Unfortunately, the Lego House museum doesn't much resemble the toys that the Lego company produces these days. Licensing deals with Marvel, DC Comics, The Lord of the Rings, Teenage Mutant Ninja Turtles, and other franchises have transformed the crisp Danish vision for gender-neutral building blocks into a Hollywood merchandising vision tailored largely to boys.

Girls, fed up with boys and Lego, revolted. Lego responded in 2012 with the Lego Friends line, a fuchsia ghetto that only further gendered the division. Back in January, an exasperated 7-year-old penned a letter to the company to express her frustration with the limited roles assigned to the pink side of the Lego aisle. A vintage 1981 Lego ad that made the rounds on Tumblr turned up the contrast: While Lego bricks were once made for children, now Legos belonged to boys—with an asterisk for Olivia's Beach Buggy or the Heartlake Juice Bar.

The company is doing somewhat better on the gender-balance front, having just released earlier this month the Lego Research Institute set, a suite of un-pink, all-female scientist figurines (designed by IRL scientist Ellen Kooijman). But Lego is still sagging on another front: in its depiction of cities. Lego's emphasis on Batman toys is a problem, but so is the way it might think today about Gotham City.

As design critic Alexandra Lange reasoned back in 2012, the Lego City line is all masculine sameness: "an urbs founded on the stereotype of boy busyness, a place that makes 3-D the transportation, safety, and sports obsessions writ large on the T-shirts in the boys' sections of major retailers." Lego City was built on a militaristic foundation, with law-enforcement sets making up about a third of the entire product suite, from a K-9 unit to an aerial surveillance squad.

That's what's so heartening about the Bjarke Ingels Group design for the Lego House: It takes imagination and possibility, qualities that were once practically synonymous with Lego, and injects them into a real-world structure. There are fake plastic trees and a maze (something of a signature for BIG) in the Lego House design. I'm nearly 30 years too late for this zany ziggurat, and still I demand to be taken there immediately.
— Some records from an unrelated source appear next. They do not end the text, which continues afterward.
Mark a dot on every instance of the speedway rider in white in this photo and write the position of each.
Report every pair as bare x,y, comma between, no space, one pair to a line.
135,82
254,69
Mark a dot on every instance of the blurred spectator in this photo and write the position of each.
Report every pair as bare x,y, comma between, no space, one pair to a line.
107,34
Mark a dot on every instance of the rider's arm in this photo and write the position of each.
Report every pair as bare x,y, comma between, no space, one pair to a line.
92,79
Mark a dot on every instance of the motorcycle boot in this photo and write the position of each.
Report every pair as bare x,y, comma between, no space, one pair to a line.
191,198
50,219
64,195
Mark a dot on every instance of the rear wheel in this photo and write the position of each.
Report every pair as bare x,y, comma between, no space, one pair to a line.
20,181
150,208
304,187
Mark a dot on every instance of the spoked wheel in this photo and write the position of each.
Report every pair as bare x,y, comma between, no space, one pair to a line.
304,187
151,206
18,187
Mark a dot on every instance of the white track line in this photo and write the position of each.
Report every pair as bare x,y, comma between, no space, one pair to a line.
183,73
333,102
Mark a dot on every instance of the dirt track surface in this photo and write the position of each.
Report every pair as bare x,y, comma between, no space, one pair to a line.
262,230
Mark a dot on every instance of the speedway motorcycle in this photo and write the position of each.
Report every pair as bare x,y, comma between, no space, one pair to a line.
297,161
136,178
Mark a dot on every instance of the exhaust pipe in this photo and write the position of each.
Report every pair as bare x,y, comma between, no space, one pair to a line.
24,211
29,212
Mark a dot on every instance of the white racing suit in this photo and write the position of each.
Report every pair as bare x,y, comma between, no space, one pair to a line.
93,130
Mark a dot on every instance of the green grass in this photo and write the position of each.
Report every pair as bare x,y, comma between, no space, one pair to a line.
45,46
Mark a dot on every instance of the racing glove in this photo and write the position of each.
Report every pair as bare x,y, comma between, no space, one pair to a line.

Of course it's going to be fun, you might say: It's a museum for Lego! But whimsy is never a given in contracts and construction, and it's even less so a feature of Lego building blocks today. (Lego's STEM concession to women may be progress, but it's not exactly a sign of boundless imagination.) If Lego cities aren't the province of bottomless pits, impossible gardens, Escher geometry, and pyramid futurism—features that Bjarke Ingels seems to trade in—what's the point of even building them?